Consider this: 45- to 64-year-olds accounted for only about four percent of household spending on marijuana. In 2017, that number shot up to 23%.

And consider that law-breaking, even if smoking marijuana in Canada barely registers as a minor offence anymore, is usually a young person’s game. Mature people tend to prefer not to sneak around. This means that this untapped market of potential marijuana users is about to be opened wide come legalization.

When you look at the marijuana sales numbers, as well as the potential for growth in the market that legalization will naturally prompt, it helps explain why the industry is so frothy right now.

Investors want to get in on the ground floor before marijuana companies start truly fulfilling their potential.

As such, it’s important to identify which companies are most likely to be truly prepared for the coming of legalization. Which is to say, which companies have substance behind them versus which ones are just profiting from the hype.

Some of the companies I most believe in are Aurora, Canopy Growth Corp (OTCMKTS:TWMJF), (TSE:WEED) and Aphria Inc (OTCMKTS:APHQF), (TSE:APH).

These are some of the largest players in the market, the heaviest hitters, so they are some of the most reliable names out there.

All three companies have the proper infrastructure, connections, and personnel in place to be ready when Canadian marijuana legalization hits.

While all three companies are currently experiencing a slump in the market right now, that follows several months culminating in triple-digit gains for each of them. Obviously, you don’t want to see these marijuana stocks lose value, but dropping 20–30% after gaining hundreds of percentage points isn’t too bad a trade-off. Consider the slump a speeding ticket, a result of massive growth that will often encounter these types of hiccups.

But these companies have all been featured in Profit Confidential for a reason. They are impressive organizations with staying power, strength in the market, and the ability to grow to even newer heights.

Read More:

Aurora Stock Still Strong Following Aurora-CanniMed Deal

Why Aphria Inc (TSE:APH) Is Poised to Take Advantage of Marijuana Stock Market Resurgence

Canopy Stock Forecast: The Safest Bet to Play in the Pot Market Ahead of Legalization

They offer a good balance of stability and dependability while still allowing investors to take advantage of volatility and make those double- or triple-digit gains.

I fully expect each of these three stocks to recover to their January highs by late fall or early summer.

Companies by Market Share

Much of the Canadian marijuana stock news is centered on legalization, and rightfully so. But a very necessary ancillary discussion taking place is whether these companies have actual substance and value to them, or are simply taking advantage of hype.

As such, many have pointed out what they believe to be overvalued marijuana companies in the market. The belief that these companies are overvalued played a large part in the recent slump, prompting minor marijuana panic selling in January.
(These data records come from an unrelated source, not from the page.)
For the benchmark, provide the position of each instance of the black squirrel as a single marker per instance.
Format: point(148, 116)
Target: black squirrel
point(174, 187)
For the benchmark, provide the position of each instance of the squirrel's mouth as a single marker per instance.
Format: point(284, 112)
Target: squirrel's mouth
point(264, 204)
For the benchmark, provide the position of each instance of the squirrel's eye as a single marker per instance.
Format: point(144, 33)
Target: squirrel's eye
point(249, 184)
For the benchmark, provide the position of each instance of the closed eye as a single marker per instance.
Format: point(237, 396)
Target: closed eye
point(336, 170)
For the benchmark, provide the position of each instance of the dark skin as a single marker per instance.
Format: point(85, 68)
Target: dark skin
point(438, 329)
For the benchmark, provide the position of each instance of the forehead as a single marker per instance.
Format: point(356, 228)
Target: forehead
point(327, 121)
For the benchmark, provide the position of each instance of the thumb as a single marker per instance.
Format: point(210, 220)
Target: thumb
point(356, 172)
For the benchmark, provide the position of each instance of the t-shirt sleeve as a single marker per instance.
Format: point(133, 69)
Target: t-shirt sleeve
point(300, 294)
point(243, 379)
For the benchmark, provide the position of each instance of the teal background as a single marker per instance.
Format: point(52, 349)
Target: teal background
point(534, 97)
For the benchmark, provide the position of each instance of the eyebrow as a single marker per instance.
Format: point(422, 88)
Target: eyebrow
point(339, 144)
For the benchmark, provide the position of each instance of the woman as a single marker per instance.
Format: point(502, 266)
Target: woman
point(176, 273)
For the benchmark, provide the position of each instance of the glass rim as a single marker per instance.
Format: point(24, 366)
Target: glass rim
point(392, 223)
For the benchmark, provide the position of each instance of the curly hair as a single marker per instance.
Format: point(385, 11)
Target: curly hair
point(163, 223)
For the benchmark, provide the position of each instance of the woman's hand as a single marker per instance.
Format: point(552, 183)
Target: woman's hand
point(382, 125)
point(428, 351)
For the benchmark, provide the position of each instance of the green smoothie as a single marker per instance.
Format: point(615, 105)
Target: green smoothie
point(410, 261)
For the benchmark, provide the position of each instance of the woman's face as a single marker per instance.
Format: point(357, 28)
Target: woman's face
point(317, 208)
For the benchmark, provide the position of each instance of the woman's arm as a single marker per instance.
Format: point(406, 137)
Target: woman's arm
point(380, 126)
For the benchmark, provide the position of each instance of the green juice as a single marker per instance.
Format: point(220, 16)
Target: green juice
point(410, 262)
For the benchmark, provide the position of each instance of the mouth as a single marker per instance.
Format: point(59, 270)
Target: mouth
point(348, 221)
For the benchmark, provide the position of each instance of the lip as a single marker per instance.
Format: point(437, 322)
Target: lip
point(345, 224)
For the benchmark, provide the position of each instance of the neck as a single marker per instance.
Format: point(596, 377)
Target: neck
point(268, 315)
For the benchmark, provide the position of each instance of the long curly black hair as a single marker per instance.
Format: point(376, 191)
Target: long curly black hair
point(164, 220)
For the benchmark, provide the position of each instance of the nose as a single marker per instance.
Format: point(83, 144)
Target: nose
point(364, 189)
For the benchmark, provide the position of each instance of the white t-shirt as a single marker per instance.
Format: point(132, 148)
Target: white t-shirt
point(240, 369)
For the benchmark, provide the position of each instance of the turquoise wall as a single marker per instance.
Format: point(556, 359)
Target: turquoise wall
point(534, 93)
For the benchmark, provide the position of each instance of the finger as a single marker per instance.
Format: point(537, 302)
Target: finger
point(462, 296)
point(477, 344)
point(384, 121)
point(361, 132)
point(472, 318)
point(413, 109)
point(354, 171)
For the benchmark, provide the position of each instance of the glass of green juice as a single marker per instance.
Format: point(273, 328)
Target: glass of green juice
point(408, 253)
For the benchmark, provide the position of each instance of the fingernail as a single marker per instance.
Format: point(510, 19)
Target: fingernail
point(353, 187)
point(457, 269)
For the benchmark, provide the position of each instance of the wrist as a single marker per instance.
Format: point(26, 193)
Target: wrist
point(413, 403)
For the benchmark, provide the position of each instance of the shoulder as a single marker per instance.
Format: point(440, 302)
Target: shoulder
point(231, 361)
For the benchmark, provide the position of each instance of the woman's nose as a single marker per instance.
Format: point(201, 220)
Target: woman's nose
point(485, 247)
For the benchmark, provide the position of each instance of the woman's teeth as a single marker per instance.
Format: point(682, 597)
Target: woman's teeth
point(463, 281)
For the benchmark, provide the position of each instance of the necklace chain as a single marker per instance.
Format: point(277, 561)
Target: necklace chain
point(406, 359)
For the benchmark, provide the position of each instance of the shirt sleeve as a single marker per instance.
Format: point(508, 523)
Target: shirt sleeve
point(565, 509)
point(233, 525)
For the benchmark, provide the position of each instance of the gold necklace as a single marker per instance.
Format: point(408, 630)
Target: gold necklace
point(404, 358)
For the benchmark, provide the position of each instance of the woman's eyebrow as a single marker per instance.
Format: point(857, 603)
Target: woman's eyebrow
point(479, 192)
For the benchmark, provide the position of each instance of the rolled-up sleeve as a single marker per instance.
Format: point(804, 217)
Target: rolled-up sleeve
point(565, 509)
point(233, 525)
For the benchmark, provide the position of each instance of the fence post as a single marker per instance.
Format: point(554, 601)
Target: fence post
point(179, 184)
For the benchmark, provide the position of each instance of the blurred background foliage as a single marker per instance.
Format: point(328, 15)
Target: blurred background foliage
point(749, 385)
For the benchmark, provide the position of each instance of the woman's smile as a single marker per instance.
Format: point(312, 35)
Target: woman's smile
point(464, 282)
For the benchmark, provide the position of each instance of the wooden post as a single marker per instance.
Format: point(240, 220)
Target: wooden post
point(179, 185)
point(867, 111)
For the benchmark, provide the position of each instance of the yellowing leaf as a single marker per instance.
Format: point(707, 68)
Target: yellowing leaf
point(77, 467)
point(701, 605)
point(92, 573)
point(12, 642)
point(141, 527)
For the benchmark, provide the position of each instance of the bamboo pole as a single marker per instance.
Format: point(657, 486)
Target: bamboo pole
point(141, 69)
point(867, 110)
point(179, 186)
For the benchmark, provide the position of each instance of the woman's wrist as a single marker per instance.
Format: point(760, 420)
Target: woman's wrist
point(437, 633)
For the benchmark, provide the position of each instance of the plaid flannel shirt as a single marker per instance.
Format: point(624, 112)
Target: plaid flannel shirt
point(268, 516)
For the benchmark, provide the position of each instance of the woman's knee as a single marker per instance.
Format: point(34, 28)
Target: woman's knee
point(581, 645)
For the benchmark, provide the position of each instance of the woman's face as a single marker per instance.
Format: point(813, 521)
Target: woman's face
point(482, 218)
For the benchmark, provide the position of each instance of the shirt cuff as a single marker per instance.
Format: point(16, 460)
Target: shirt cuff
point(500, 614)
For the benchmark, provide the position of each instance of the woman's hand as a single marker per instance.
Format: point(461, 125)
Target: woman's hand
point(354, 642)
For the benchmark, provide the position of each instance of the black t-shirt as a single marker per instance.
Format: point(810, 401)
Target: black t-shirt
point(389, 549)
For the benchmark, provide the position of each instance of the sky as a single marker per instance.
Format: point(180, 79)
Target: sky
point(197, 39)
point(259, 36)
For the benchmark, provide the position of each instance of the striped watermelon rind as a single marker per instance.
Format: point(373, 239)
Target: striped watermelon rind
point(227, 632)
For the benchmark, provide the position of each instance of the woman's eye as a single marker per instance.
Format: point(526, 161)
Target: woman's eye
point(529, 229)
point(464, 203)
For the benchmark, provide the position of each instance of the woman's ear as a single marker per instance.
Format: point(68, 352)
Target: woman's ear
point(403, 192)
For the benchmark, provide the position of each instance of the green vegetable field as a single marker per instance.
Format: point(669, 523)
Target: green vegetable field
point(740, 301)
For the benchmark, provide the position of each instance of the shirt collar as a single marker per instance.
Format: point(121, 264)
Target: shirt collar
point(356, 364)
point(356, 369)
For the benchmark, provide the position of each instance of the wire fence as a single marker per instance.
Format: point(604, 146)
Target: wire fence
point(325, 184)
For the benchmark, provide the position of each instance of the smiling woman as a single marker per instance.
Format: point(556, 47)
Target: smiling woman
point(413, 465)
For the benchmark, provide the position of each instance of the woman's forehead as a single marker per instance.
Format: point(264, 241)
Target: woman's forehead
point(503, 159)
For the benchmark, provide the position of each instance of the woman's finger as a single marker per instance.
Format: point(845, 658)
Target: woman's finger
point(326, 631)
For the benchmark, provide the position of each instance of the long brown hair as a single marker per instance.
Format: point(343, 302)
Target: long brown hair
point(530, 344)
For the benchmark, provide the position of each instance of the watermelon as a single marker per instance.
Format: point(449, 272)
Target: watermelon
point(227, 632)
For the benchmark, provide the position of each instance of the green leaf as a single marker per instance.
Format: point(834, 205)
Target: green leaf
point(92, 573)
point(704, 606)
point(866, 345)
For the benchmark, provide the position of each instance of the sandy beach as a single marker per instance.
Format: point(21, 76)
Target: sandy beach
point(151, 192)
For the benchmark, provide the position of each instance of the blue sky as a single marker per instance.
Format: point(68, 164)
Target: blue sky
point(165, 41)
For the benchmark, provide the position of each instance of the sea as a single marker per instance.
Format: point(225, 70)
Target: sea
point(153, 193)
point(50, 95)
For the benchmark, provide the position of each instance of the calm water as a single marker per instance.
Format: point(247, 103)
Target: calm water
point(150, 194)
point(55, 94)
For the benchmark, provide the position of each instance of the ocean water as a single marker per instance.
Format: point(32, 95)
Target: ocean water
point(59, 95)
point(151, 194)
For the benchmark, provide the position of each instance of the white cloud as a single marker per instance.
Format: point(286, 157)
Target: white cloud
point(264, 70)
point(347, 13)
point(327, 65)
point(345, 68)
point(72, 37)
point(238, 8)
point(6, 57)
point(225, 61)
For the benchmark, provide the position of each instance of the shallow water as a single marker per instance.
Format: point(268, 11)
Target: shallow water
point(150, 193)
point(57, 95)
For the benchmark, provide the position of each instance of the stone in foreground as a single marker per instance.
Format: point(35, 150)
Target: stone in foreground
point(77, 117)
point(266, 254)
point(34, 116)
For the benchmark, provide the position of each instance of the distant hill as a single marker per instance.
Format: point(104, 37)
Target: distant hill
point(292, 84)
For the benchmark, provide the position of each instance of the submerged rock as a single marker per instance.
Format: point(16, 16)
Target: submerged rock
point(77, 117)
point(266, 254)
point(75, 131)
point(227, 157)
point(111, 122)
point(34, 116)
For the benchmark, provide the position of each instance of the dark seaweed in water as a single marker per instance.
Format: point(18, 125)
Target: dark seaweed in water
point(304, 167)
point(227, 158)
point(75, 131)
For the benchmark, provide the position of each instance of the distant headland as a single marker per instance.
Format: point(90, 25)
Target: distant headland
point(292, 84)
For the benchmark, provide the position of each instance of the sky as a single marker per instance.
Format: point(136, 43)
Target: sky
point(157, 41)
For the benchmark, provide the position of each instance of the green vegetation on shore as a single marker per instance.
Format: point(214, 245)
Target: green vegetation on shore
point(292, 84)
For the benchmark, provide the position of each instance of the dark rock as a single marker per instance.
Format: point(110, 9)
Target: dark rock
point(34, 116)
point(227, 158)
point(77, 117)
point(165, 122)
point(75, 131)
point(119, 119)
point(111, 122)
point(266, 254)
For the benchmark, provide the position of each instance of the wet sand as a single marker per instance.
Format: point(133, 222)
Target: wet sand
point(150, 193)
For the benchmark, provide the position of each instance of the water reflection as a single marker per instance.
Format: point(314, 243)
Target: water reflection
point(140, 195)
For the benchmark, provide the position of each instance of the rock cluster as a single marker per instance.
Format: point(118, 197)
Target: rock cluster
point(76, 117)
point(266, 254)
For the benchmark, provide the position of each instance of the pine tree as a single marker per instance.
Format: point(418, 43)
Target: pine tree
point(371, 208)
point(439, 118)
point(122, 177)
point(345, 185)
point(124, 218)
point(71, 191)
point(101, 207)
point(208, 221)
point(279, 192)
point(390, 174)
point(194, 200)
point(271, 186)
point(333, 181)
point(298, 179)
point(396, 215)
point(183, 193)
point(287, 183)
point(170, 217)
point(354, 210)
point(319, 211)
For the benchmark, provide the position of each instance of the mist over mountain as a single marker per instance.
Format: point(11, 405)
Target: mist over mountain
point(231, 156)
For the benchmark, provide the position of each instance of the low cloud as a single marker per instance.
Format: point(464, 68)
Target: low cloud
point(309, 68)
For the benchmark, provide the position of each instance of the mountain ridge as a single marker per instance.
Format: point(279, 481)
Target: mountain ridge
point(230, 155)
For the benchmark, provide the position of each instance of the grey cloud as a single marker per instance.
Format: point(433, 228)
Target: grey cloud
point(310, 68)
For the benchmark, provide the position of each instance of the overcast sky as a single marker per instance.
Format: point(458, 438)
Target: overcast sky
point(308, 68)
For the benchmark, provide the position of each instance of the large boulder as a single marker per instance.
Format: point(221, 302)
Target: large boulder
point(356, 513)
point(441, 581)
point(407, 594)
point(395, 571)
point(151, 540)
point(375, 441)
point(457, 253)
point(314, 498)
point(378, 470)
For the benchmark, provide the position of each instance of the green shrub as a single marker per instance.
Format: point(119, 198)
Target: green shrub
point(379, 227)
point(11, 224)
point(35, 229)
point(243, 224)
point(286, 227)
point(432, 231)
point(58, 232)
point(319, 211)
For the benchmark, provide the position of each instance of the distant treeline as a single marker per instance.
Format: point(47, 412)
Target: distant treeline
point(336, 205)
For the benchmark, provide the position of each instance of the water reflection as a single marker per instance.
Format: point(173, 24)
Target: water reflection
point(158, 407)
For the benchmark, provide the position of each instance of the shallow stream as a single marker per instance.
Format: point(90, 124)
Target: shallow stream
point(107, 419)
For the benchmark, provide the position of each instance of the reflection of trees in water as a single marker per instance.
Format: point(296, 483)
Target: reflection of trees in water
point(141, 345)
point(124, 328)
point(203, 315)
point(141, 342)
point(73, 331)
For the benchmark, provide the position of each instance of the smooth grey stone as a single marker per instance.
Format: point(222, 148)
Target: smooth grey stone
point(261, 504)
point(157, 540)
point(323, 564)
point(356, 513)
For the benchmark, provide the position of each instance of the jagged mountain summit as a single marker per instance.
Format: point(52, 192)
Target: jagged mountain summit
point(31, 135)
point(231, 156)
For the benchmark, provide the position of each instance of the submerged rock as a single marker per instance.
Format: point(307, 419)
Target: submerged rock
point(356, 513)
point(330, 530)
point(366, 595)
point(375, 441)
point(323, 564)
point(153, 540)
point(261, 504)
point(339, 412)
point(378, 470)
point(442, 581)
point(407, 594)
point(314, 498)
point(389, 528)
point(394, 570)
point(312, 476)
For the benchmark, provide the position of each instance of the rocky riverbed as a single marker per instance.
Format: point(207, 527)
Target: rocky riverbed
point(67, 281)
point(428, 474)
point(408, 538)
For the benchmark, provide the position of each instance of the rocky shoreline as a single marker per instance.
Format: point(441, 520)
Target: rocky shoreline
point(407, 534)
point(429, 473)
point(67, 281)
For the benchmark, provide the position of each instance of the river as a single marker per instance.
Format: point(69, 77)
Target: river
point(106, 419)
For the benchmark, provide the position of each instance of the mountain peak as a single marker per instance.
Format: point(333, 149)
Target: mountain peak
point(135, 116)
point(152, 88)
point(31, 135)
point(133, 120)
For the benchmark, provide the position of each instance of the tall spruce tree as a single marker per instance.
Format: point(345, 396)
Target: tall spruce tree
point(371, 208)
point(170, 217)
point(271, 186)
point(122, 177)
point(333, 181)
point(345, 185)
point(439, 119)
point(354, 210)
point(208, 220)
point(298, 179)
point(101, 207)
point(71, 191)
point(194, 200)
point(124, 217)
But, as you can see, it has since stabilized and, if Monday was any indication, things may be getting back on track for marijuana stocks sooner than I had anticipated.

The companies listed below have the market cap to weather these types of storms.

Company

Stock Ticker

Market Cap (Billions)

Canopy Growth Corp OTCMKTS:TWMJF

$3.72

Aurora Cannabis Inc

OTCMKTS:ACBFF

$3.46

Aphria Inc

OTCMKTS:APHQF

$1.82

Analyst Take

While it may not be the best of times in the marijuana market, now is not the time to panic. Slumps like this are a natural occurrence, and are a direct result of the massive gains made in the months leading up to the drop.

Companies with strong market shares like the ones mentioned above are the most able to take these hits in stride, which makes them ideal stock picks for long-term investors.